After nearly a decade of U.S. military action in Afghanistan, Iraq, and elsewhere, extended deployments have become a new norm—and an academic and emotional burden—for military children.
Army children coping with a parent’s long-term deployment—19 months or more—have lower test scores than their peers, including other military children, according to a new study by the RAND Corp.’s Arroyo Center, in Santa Monica, Calif., which conducts research for the military. Yet their problems can fly under the radar of school staff who have not been trained to support them, researchers found.
“Unfortunately, we don’t find [the results] surprising,” said Kathleen Facon, the chief of educational partnerships for the Department of Defense Education Activity, which operates military schools on bases. “One of the greatest difficulties military children will face, regardless of additional stresses of relocation and school transition, is the effect of being apart from one or both parents who have been deployed.”
Children of Army parents away on extended military deployment falter in math and language arts performance, according to a new study by the RAND Corp.’s Arroyo Center, which studies the military. Looking at students in North Carolina and Washington state, researchers found that military students’ scores were particularly low, compared to peers, when their parents had been deployed for 19 or more months.
SOURCE: RAND Corp. Arroyo Center, “Effects of Soldiers’ Deployment on Children’s Academic Performance and Behavioral Health”
The RAND researchers studied more than 44,000 students in North Carolina and Washington state who had parents of any rank in the active or reserve Army or Army National Guard who were deployed between 2002 and 2008. They also conducted interviews with staff at 12 schools that served high percentages of military children.
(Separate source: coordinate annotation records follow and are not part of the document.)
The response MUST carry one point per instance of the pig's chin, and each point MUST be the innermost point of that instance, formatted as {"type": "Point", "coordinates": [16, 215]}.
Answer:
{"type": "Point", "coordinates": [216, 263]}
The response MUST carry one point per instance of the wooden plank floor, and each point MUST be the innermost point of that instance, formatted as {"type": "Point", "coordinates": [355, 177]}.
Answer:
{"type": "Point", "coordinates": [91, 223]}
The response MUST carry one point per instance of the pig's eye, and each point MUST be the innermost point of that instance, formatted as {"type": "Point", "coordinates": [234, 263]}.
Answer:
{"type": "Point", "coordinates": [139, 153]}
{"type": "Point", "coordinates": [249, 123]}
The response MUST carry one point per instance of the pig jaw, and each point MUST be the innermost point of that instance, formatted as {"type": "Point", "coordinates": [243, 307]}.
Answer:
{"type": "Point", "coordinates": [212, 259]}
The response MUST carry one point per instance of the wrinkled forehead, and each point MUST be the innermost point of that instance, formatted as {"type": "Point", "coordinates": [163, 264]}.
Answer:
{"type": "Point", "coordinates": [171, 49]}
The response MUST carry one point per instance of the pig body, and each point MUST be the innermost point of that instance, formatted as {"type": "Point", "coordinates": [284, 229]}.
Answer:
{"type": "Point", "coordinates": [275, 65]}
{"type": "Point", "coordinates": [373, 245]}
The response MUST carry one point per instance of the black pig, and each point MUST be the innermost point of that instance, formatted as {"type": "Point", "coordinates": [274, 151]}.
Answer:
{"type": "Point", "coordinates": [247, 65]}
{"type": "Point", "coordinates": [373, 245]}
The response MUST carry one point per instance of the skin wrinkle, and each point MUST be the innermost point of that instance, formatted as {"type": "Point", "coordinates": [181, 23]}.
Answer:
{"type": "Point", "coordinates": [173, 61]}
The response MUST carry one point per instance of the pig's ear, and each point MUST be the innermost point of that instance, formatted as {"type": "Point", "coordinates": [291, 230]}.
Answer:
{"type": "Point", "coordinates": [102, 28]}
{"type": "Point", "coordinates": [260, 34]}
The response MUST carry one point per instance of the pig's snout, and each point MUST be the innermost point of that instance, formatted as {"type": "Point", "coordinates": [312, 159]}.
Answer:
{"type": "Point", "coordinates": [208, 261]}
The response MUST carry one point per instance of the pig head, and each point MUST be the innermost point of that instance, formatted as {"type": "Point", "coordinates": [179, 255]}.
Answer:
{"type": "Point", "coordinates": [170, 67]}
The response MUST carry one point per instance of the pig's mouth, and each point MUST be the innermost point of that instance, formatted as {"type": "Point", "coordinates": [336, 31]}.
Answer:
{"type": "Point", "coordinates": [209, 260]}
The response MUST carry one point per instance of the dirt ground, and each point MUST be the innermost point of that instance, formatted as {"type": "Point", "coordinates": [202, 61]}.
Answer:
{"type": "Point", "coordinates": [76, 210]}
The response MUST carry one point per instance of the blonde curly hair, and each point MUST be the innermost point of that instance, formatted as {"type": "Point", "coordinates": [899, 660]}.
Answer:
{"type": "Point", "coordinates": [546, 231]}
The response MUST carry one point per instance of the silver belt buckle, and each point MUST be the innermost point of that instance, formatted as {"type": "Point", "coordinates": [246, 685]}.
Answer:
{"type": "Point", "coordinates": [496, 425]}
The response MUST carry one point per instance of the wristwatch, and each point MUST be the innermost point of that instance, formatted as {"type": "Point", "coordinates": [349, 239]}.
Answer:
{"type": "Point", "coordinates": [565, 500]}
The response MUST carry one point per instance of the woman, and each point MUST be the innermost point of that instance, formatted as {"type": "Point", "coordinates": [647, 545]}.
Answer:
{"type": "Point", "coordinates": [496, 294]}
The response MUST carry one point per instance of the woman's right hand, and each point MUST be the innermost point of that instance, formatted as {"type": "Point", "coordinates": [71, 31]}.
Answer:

While the standard Army deployment time is 12 months, that was extended to 15 months from early 2007 to August 2008, and researchers found the down time between deployments had shrunk considerably from the Army’s stated goals of two years for active and four years for reserve service members. Researchers found that the cumulative time parents were away mattered more than the number of deployments.
Academic Difficulties
Overall, every month a parent is gone seems to hurt a student’s academic achievement a little, researchers found. In Washington, for example, each additional month of deployment was associated with about an average 1.18-point difference in the reading achievement scale score.
High school students did not show significant ill effects from parents’ long deployments. However, the cumulative effect of 19 or more months of absence by a parent led to bigger problems for younger students, particularly for middle school students. In North Carolina, middle school students with parents on these extended deployments had scores .05 of a standard deviation lower in reading and .06 in math than did military students whose parents were deployed less than 19 months or not at all. In Washington their scores were .13 standard deviation lower in reading and .14 lower in math, compared to students with parents on shorter deployments.
For perspective, Washington’s gap was about as big an effect on student achievement as a landmark experiment known as the Tennessee STAR study, found for reducing class sizes to less than 16 students.
Moreover, military families, already a highly mobile group, tend to become more so during deployments, the report found. Students may live with a remaining parent, extended family, or friends, and change homes during the course of the year, leading to missed school. Teachers reported anecdotally in the RAND study that children of deployed personnel were more likely to miss school or homework assignments.
School Supports
Department of Defense schools on bases, which educate about 20 percent of children of active-duty military members, include intense supports for children of deployed service members, said Tricia Cassiday, the DoDEA director of pupil personnel services. Many schools include faculty who are on active duty and may be deployed, so “even in areas that are not highly deployed, the school community is a military community and eligible for full support to their particular [military] mission,” Ms. Cassiday said.
Counselors and administrators prepare students with classes on the challenges of deployment and hold small-group discussions throughout the deployment to talk about specific problems, such as fear and anxiety, changing family roles, and relationship skills, Ms. Cassiday said. The schools also recruit service members returning from deployment to “talk to the kids about the geography, let them see a camel spider, things that will interest them” and help them feel connected to their deployed parents, she said.
By contrast, the RAND researchers found regular district school staff, even those close to a military base, frequently are left out of the support loop. Children of deployed reservists are especially likely to be overlooked.
“Teachers and counselors told us that, in many cases, the only way they learn a child’s parent has been deployed is when the child’s grades are dropping, and the parent or guardian informs the school that the mom or dad was deployed,” said Amy Richardson, the lead author of the report and a policy researcher at RAND.